Another possible limiting factor could be the adequate ALA uptake under in vivo conditions. Conditions such as temperature, humidity or pH of the biological environment could induce a poor uptake of ALA or a deficient biosynthesis of PpIX.

We believe that removal of the nail-plate and the nail-bed hyperkeratosis is necessary, as it is difficult to achieve sufficient ALA concentrations in the nail-plate, unless several modifications are made (8). In addition, it is possible that urea improves the effect of topical anti-fungal agents, possibly via structural disintegration of the corneocyte, thus enhancing the therapeutic potential of ALA-PDT. Moreover, urea and nail removal alone may have a significant role in halting fungal nail infection.

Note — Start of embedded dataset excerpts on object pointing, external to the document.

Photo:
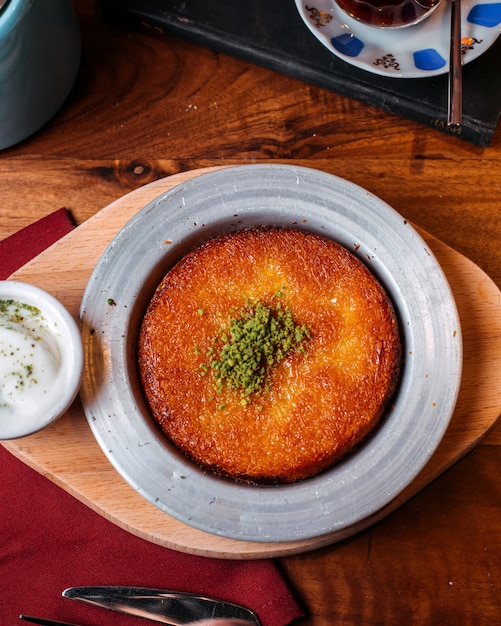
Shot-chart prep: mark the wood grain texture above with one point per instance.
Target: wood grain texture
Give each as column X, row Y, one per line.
column 53, row 451
column 145, row 107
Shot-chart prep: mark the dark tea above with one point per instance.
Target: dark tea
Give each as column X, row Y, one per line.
column 388, row 13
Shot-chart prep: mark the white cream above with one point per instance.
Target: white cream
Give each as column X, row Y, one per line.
column 30, row 364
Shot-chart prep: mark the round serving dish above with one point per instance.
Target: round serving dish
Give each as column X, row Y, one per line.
column 417, row 51
column 124, row 280
column 39, row 384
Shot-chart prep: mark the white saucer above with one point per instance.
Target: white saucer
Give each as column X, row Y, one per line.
column 416, row 51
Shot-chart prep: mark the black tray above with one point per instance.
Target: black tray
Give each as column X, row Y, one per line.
column 272, row 34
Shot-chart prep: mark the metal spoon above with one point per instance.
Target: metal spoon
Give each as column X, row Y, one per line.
column 455, row 111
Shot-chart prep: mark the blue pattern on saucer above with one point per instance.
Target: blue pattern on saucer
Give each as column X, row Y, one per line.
column 348, row 44
column 488, row 15
column 428, row 59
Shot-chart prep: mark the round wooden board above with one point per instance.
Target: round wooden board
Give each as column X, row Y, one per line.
column 68, row 454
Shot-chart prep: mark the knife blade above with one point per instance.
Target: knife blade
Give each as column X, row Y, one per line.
column 159, row 605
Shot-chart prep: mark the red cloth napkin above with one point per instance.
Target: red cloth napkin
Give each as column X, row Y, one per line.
column 50, row 541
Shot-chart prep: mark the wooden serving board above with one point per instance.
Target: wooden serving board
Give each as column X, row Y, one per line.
column 68, row 454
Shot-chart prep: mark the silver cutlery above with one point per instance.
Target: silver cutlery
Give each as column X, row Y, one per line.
column 168, row 607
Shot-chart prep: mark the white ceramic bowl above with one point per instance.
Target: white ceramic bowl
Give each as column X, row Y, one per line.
column 41, row 359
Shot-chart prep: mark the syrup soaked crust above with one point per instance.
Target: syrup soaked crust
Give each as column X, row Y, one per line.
column 321, row 404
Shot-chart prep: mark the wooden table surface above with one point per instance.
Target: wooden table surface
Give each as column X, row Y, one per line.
column 147, row 106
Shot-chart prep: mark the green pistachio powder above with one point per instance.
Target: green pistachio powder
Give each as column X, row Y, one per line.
column 254, row 339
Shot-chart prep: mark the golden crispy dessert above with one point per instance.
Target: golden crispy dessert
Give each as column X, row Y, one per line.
column 268, row 353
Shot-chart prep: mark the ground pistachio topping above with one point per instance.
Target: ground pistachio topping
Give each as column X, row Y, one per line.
column 253, row 340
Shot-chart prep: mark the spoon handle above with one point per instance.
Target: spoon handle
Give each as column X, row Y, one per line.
column 455, row 111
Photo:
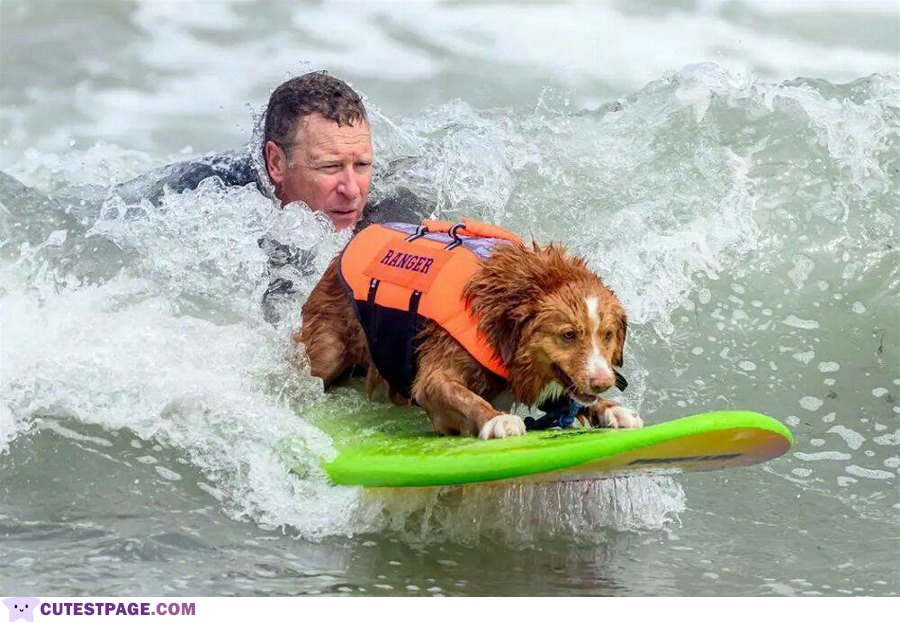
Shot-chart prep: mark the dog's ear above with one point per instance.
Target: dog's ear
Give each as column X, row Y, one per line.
column 621, row 330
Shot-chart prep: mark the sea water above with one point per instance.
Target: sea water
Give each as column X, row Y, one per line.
column 730, row 169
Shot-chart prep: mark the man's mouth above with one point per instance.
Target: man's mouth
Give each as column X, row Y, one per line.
column 585, row 399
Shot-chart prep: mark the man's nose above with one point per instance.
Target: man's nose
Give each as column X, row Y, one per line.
column 349, row 184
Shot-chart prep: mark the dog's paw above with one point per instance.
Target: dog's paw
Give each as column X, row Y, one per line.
column 620, row 417
column 502, row 426
column 606, row 414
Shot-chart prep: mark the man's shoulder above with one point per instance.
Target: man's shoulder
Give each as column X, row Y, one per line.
column 234, row 168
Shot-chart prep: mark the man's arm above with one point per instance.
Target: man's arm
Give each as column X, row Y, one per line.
column 234, row 168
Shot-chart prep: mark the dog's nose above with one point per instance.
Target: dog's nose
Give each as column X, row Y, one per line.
column 601, row 380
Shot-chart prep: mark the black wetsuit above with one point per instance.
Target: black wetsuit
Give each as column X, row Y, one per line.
column 286, row 263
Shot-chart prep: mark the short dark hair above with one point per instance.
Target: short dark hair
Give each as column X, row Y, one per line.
column 311, row 93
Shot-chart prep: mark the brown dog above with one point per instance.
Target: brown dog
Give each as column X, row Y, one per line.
column 557, row 329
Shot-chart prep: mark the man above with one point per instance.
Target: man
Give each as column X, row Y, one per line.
column 316, row 148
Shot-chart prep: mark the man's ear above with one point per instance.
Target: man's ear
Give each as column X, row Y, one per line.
column 276, row 163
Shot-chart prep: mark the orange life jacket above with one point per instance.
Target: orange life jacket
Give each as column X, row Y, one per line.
column 401, row 275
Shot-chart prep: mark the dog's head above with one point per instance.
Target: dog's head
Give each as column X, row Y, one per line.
column 556, row 326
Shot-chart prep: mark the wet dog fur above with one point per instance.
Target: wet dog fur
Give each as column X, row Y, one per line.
column 557, row 328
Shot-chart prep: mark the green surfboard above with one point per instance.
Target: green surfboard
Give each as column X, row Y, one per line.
column 400, row 450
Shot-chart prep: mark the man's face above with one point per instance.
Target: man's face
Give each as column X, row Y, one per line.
column 327, row 166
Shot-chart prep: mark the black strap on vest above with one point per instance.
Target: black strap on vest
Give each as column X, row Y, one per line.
column 410, row 363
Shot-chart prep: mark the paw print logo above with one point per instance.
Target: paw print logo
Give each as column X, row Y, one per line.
column 21, row 608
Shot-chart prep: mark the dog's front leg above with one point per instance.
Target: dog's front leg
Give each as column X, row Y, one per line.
column 455, row 409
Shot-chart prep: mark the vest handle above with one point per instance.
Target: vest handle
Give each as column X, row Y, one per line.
column 472, row 228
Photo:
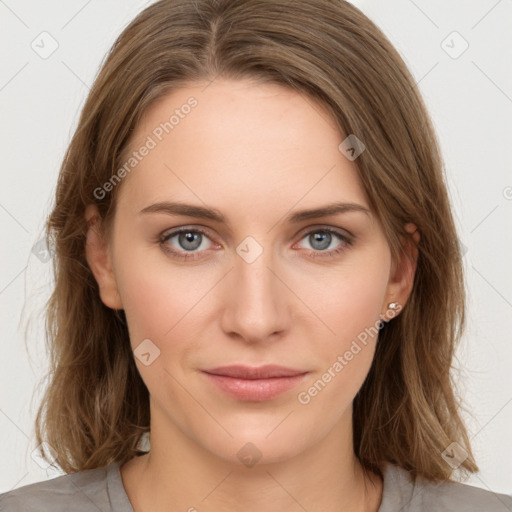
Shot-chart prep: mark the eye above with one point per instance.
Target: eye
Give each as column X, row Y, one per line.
column 321, row 238
column 187, row 242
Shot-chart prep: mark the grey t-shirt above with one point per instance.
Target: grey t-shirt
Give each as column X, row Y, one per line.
column 102, row 490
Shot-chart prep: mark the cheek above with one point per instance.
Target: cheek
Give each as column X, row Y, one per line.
column 158, row 297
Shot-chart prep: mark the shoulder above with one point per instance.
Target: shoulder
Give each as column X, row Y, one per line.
column 421, row 495
column 81, row 491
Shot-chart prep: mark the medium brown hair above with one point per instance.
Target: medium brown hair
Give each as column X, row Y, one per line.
column 96, row 406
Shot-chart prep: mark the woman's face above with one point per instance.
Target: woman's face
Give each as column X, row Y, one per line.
column 266, row 285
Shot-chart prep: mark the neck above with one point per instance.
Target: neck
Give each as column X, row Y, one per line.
column 179, row 474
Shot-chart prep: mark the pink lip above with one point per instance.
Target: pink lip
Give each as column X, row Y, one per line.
column 254, row 384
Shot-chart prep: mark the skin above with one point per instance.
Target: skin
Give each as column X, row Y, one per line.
column 257, row 153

In conclusion, PDT of onychomycosis could be considered as an alternative therapeutic option in patients contra-indicated for systemic anti-fungal treatment. It is minimally invasive, and only locally active, with no damage to healthy tissues or systemic side-effects. Moreover, there are no reports of fungal resistance, and the lack of cumulative or mutagenic effects allows repeated treatments (9). On the other hand, the discomfort reported by the patients during illumination, as well as the subsequent local phototoxic reactions, although transient, do not allow wide use of the method.

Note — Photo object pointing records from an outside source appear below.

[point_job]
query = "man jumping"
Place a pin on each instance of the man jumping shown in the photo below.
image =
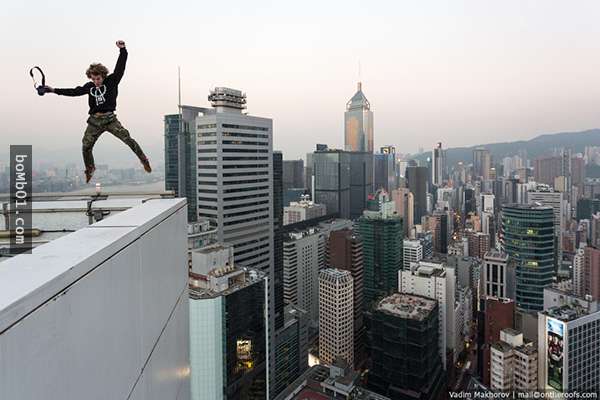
(102, 91)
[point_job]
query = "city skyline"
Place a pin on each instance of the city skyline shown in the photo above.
(511, 81)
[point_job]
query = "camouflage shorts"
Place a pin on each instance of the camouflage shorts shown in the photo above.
(97, 125)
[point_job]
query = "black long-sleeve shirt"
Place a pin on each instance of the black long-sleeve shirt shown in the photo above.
(104, 97)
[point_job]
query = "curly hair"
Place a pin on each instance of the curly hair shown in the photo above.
(96, 69)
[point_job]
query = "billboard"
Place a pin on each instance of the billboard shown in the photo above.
(555, 353)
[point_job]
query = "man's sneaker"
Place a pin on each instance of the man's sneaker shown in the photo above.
(146, 165)
(89, 172)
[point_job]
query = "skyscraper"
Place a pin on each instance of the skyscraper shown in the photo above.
(181, 153)
(498, 275)
(528, 238)
(384, 171)
(228, 327)
(235, 184)
(482, 163)
(235, 177)
(278, 236)
(342, 180)
(358, 121)
(403, 345)
(345, 252)
(293, 174)
(336, 317)
(381, 233)
(591, 273)
(417, 183)
(438, 165)
(303, 257)
(331, 186)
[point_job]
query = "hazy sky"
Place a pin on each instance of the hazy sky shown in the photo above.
(460, 72)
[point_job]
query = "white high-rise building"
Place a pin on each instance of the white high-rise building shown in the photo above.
(336, 316)
(412, 252)
(228, 321)
(438, 164)
(498, 275)
(579, 271)
(234, 177)
(436, 281)
(514, 363)
(302, 210)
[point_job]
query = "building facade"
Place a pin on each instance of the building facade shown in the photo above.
(229, 327)
(336, 316)
(403, 338)
(528, 238)
(358, 123)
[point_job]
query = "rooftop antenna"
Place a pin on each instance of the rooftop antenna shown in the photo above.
(359, 82)
(179, 88)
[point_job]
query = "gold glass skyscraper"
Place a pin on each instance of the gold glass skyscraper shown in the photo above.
(358, 123)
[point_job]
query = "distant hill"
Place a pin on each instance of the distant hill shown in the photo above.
(538, 146)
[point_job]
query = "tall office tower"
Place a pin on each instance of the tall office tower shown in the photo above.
(336, 316)
(381, 233)
(435, 281)
(528, 238)
(291, 349)
(303, 258)
(482, 163)
(342, 180)
(417, 184)
(441, 232)
(235, 177)
(229, 327)
(510, 191)
(568, 349)
(180, 155)
(591, 273)
(498, 278)
(404, 200)
(446, 199)
(578, 271)
(358, 123)
(331, 180)
(514, 364)
(595, 230)
(384, 171)
(293, 174)
(302, 210)
(278, 237)
(403, 342)
(412, 252)
(470, 201)
(498, 314)
(345, 252)
(361, 182)
(479, 243)
(488, 203)
(586, 208)
(438, 165)
(235, 183)
(578, 173)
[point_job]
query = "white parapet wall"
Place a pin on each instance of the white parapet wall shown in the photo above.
(101, 313)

The authors declare no conflict of interest.

References

  • Calzavara-Pinton PG, Venturini M, Sala R. A comprehensive overview of photodynamic therapy in the treatment of superficial fungal infections of the skin. J Photochem Photobiol 2005; 78: 1–6.
  • Kamp H, Tietz HJ, Lutz M, Piazena H, Sowyrda P, Lademann J, et al. Antifungal effect of 5-amilolevulinic acid PDT in Trichophyton rubrum. Mycoses 2005; 48: 101–107.
  • Smijs TG, van der Haas RN, Lugtenburg J, Liu Y, de Jong RLP, Shuitmaker HJ. Photodynamic treatment of the dermatophyte T. rubrum and its microconidia with porphyrin photosensitizers. Photochem Photobiol 2004; 80: 197–202.
  • Smijs TGM, Bouwstra JA, Schuitmaker HJ, Talebi M, Pavel S. A novel ex vivo skin model to study the susceptibility of the dermatophyte Trichophyton rubrum to photodynamic therapy in different growth phases. J Antimicrob Chemother 2007; 59: 433–440.
  • Smijs TGM, Mulder AATA, Pavel S, Onderwater JJM, Koerten HK, Bouwstra JA. Morphological changes of the dermatophyte Trichophyton rubrum after photodynamic treatment: a scanning electron microscopy study. Med Mycol 2008; 46: 315–325.
  • Piraccini BM, Rech G, Tosti A. Photodynamic therapy of onychomycosis caused by Trichophyton rubrum. J Am Acad Dermatol 2008; 59: 75–76.
  • Watanabe D, Kawamura C, Masudo Y, Akita Y, Tamada Y, Matsumoto Y. Successful treatment of toenail onychomycosis with photodynamic therapy. Arch Dermatol 2008; 144: 19–21.
  • Donelly RF, McCarron PA, Lightowler JM. Bioadhesive patch-based delivery of 5-aminolevulinic acid to the nail for photodynamic therapy of onychomycosis. J Control Release 2005; 103: 381–392.
  • Donelly RF, McCarron PA, Tunney MM. Antifungal photodynamic therapy. Microbiol Res 2008; 163: 1–12.